Критическую часть моего анализа подтвердила на современном материале Татьяна Клименкова в ее интервью, опубликованном «Общей газетой» (1996, № 43): «Культивирование идеала мужчины в образе „гиганта большого секса“… ведет к „чрезвычайной невротизации людей». Мужчину можно только пожалеть. Маскулинная культура создала такой образ эталонного мужчины, соответствовать которому весьма трудно. Он должен быть сильным, он должен быть добытчиком, он должен быть агрессивным. А каково требование: „Делайте это триста раз в году!»?.. (цитата из «популярной молодежной газеты». – Г.П.) Это же какой должен быть гигант, чтобы совершить столько подвигов за 365 дней! Не по этой ли причине невиданное распространение получили мужские неврозы, импотенция, короткая и все укорачивающаяся жизнь – зашифрованная мольба о пощаде существа, которое вот-вот ухнет под непосильной ношей».
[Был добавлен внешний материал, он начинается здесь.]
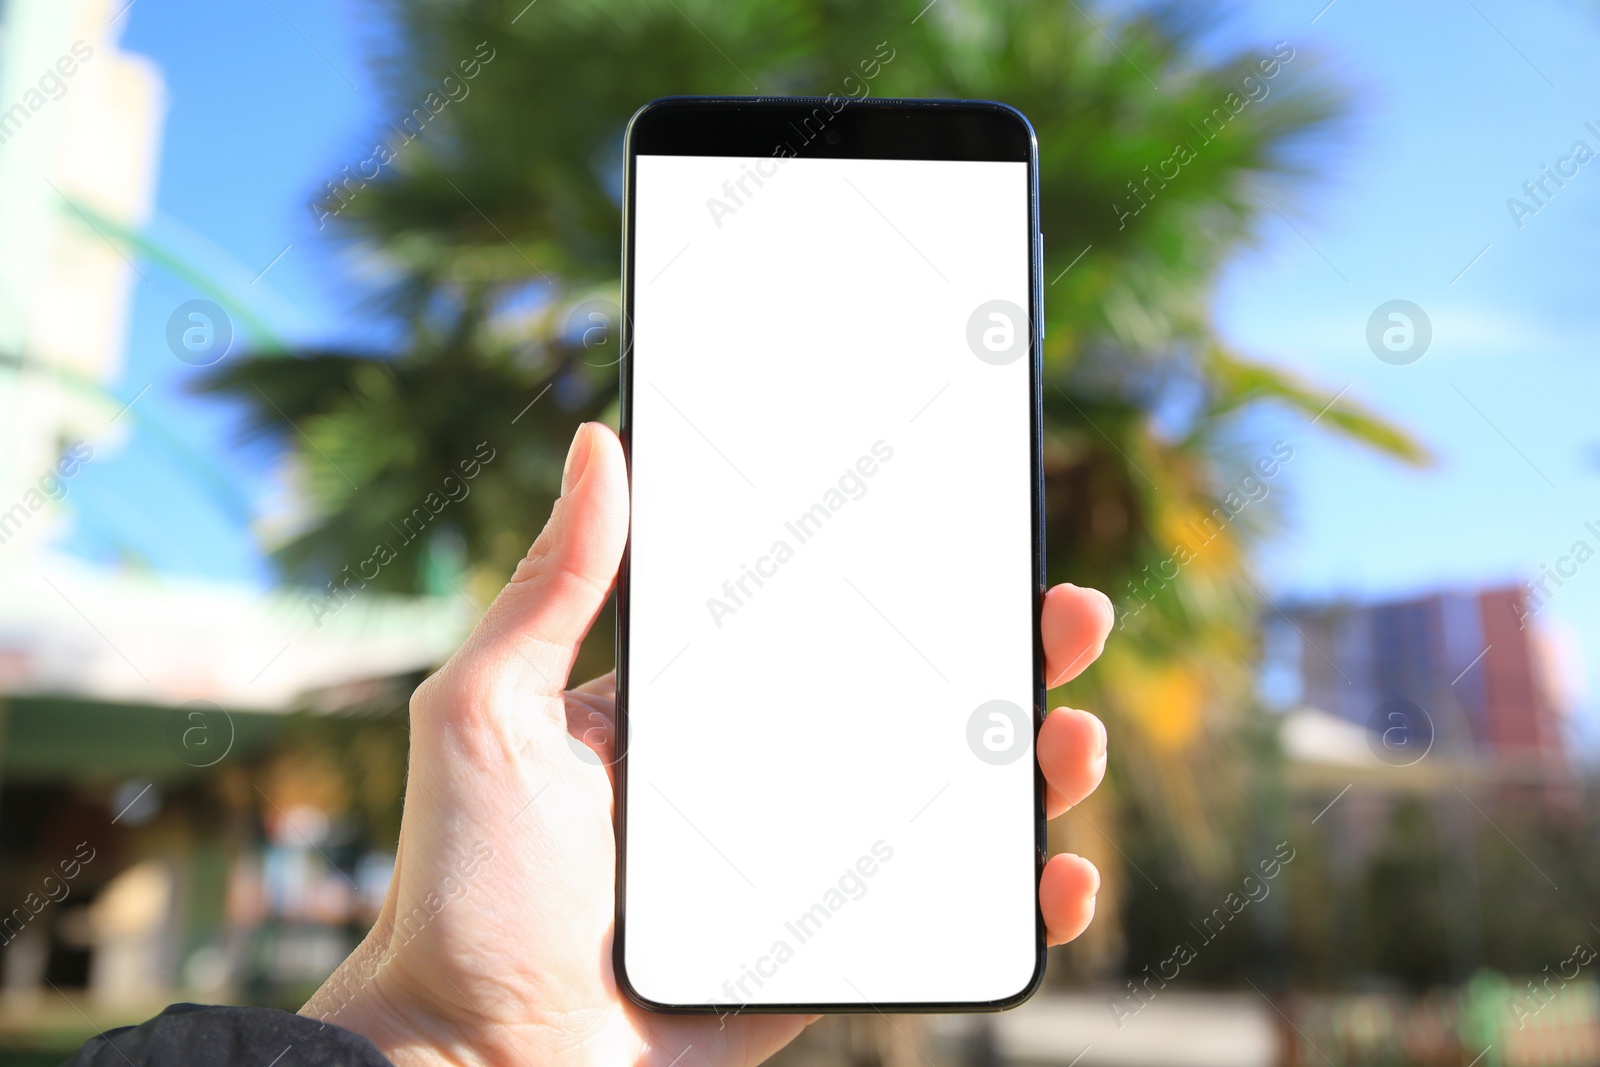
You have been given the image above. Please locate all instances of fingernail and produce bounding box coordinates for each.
[1094,589,1115,628]
[1091,714,1107,759]
[562,423,593,496]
«Мы наблюдаем все признаки крушения патриархальной культуры. Она держится из последних сил, на чрезвычайной невротизации людей». Я склонен согласиться с г-жой Клименковой, что нынешний нравственный кризис имеет очень глубокие, древние корни. Продолжу из того же моего эссе, с постоянным акцентом не на сам кризис, а на выход из кризиса. «Аскетическое христианство Средних веков вознесло материнство и принизило любовь мужчины и женщины. Но если говорить о возможностях извращения, то они есть и в материнской любви. Мать может любить слепо, безнравственно, любить убийцу, насильника, негодяя. Во встрече мужчины и женщины больше возможностей духовного выбора. Половая любовь может быть порочной… но она может быть и чистой, непорочной, святой, может быть созерцанием вечного света в другом, как в иконе, прикосновением к нему как причастию. Известный немецкий историк Ранке говорил, что все эпохи находятся в самостоятельном отношении к Богу. Так и здесь. Близость мужчины и женщины и любовь к детям – две сферы, каждая из которых находится в самостоятельном отношении к Богу. Владимир Соловьев, споря с Трубецким о смысле любви, толкует христианство лучше, чем Лев Толстой» [7] .

7

Трубецкой считал, что смысл брака – потомство. Соловьев возражал, что любовь имеет самостоятельную ценность.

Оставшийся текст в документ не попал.